Незнакомый отвечает:
– Это нам и нужно, а то у них тоже нахальные любители есть и непременно соберутся мой голос слушать и пересмеивать.
– А ты разве боишься?
– Я не боюсь, а за нахальство рассержусь и побью. А у самого у него голос как труба.
– Я им, – говорит, – на свободе все примеры объясню, как в нашем городе любят. Послушаем, как они подведут и покажут себя на все лады: как ворчком при облачении, как середину, как многолетный верх, как «во блаженном успении» вопль пустить и памятную завойку сделать. Вот и вся недолга.
И дядя согласился.
– Да, – говорит, – надо их сравнять и тогда для всех безобидное решение сделать. Который к нашему елецкому фасону больше потрафит – о том станем хлопотать и к себе его сманим, а который слабже выйдет – тому дадим на рясу за беспокойство.
– Бери деньги с собою, а то у них крадут.

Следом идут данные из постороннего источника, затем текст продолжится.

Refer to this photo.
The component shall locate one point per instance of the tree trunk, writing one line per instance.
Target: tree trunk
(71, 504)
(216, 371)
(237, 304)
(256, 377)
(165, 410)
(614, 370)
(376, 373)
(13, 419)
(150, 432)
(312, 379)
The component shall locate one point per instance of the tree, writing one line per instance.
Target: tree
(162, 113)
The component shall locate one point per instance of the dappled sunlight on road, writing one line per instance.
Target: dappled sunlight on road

– Да и ты тоже свои с собой бери.
– Хорошо.
– Ну. а теперь ты иди уставляй угощение, а я за дьяконами поеду. Они просили, чтоб в сумерки, – потому что наш народ, говорят, шельма: все пронюхает.
Дядя и на это отвечает согласно, но только говорит:
– Я вот этих сумерек-то у них в Орле боюся, а теперь скоро совсем стемнеет.

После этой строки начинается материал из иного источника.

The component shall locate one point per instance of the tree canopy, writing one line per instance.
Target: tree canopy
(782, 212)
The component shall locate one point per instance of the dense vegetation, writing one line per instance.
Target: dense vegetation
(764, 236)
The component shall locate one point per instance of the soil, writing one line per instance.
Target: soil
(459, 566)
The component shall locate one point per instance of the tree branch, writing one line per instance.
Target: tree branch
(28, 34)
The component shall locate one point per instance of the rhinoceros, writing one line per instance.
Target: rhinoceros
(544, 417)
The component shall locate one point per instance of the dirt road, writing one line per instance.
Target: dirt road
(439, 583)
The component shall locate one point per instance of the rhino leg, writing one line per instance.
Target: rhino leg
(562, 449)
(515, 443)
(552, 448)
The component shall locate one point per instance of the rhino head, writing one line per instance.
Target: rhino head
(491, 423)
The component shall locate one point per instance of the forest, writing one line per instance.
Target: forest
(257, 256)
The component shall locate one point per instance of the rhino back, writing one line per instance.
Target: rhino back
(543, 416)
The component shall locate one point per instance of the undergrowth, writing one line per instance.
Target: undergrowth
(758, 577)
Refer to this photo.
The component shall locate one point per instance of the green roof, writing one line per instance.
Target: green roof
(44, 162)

– Ну, я, – отвечает незнакомый, – ничего не боюсь.
– А как ихний орловский подлет с тебя шубу стащит?
– Ну, как же. Так-то он с меня и стащит! Лучше пусть не попадается, а то я, пожалуй, и сам с него все стащу.
– Хорошо, что ты так силен.
– А ты с племянником ступай. Парнище такой, что кулаком вола ушибить может.
Маменька отзывается:
– Миша слаб – где ему защищаться!
– Ну, пусть медных пятаков в перчатку возьмет, тогда и крепок сделается.
Тетенька отзывается:
– Ишь что выдумает!
– Ну, а чем я худо сказал?
– На все у вас в Ельце, видно, свое правило.
– А то как же? У вас губернатор правила уставляет, а у нас губернатора нет, – вот мы зато и сами себе даем правило.
– Как бить человека?
– Да, и как бить человека есть правила.
– А вы лучше до воровского часу не оставайтесь, так ничего с вами и не приключится.
– А у вас в Орле в котором часу настает воровской час?
Тетушка отвечает из какой-то книги:
– «Егда люди потрапезуют и, помоляся, уснут, в той час восстают татие и исходя грабят».
Дядя с незнакомым рассмеялись. Им это все, что маменька с тетенькой говорили, казалось будто невероятно или нерассудительно.
– Чего же, – говорят, – у вас в таком случае полицмейстер смотрит?
Тетенька опять отвечают от Писания:
– «Аще не Господь хранит дом – всуе бдит строгий». Полицмейстер у нас есть с названием Цыганок. Он свое дело и смотрит, хочет именье купить. А если кого ограбят, он говорит: «Зачем дома не спал? И не ограбили б».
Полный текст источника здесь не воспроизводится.